そもそも忘れ物なのか、捨てられたのかの判別ができない物も多いという。同ホテルでは担当者がリストを作成し、食品以外の物は3カ月間保管しているが、倉庫(約8平方メートル)は常に満杯の状態という。中村誠志総支配人(46)は「リストを作るだけでも大変な労力」と話す。
ホテル側に金銭的な負担が発生するケースも。「ザ ロイヤルパークホテル京都四条」(下京区)では、今年4月の開業後、スーツケースの忘れ物が既に6点もあった。スーツケースは捨てる際、産業廃棄物扱いになり、処分業者への委託料として1立方メートル当たり1万8千円かかるという。「中身は空のものばかりなので、わざと置いて帰ったのかもしれません」と川口泰宜支配人(46)は戸惑いの表情も見せる。
チェックアウト時に忘れ物がないか確認してもらうための対策を講じることはできないのか。外国人客の忘れ物が1日に10~30点に上るという「リーガロイヤルホテル京都」(下京区)のコンシェルジュ山口典子さん(58)は「お客さまは非日常を楽しみにしている。客室の扉に『忘れ物はありませんか?』との紙でも張ろうものなら、せっかくの雰囲気を壊しかねません」と慎重な姿勢を示す。

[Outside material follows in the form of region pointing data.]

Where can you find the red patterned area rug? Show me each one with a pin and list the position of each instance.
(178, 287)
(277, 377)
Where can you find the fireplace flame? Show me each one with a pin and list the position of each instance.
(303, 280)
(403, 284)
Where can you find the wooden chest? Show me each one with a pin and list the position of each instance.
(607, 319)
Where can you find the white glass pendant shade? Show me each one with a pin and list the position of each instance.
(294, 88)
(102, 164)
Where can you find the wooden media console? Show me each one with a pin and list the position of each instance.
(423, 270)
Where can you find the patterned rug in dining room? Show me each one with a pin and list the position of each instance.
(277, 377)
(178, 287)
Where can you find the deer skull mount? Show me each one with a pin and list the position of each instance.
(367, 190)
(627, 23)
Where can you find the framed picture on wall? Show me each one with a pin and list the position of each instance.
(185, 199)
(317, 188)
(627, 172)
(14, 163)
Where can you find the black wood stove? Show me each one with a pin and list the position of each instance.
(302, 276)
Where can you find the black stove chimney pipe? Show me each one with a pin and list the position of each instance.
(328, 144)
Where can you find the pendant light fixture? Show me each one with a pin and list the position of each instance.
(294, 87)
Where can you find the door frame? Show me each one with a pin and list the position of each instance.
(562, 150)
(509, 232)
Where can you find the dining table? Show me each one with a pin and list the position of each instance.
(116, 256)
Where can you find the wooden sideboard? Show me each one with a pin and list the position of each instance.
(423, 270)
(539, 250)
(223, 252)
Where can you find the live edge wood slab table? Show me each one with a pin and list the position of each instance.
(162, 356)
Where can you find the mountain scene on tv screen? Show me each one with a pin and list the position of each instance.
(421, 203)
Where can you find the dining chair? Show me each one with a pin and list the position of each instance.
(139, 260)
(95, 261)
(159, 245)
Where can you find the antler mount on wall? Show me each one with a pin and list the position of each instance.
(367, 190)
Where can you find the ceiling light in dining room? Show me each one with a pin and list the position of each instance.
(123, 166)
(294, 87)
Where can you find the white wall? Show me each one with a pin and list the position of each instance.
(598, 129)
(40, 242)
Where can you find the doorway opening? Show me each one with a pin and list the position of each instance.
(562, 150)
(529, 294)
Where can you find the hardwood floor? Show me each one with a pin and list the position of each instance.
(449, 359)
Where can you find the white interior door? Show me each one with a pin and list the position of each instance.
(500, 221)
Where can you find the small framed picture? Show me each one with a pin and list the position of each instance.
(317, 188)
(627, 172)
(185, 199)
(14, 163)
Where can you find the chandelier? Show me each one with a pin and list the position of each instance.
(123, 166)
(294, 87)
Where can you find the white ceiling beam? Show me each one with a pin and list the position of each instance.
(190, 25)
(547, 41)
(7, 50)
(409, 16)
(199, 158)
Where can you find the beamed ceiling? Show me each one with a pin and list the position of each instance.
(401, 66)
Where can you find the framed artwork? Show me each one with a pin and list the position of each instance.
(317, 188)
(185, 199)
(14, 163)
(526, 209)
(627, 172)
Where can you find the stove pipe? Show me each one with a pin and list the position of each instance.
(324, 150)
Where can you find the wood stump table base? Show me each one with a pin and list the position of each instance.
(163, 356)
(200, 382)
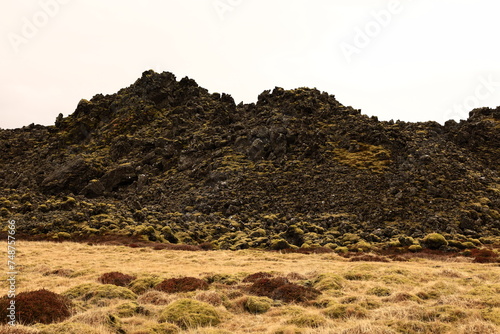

大阪市の物流管理会社「オー・エス・エス」は昨年10月から、宿泊施設を対象に忘れ物などの発送業務を請け負うサービスを始めた。費用は施設側には求めず、客側に請求する仕組みで、1件当たりの利用料は平均約5700円という。全国980のホテルや旅館などと契約し、好評を得ているという。荒本修一社長(69)は「忘れ物をきちんと返すことはお客さまへのおもてなしにもなる」と強調する。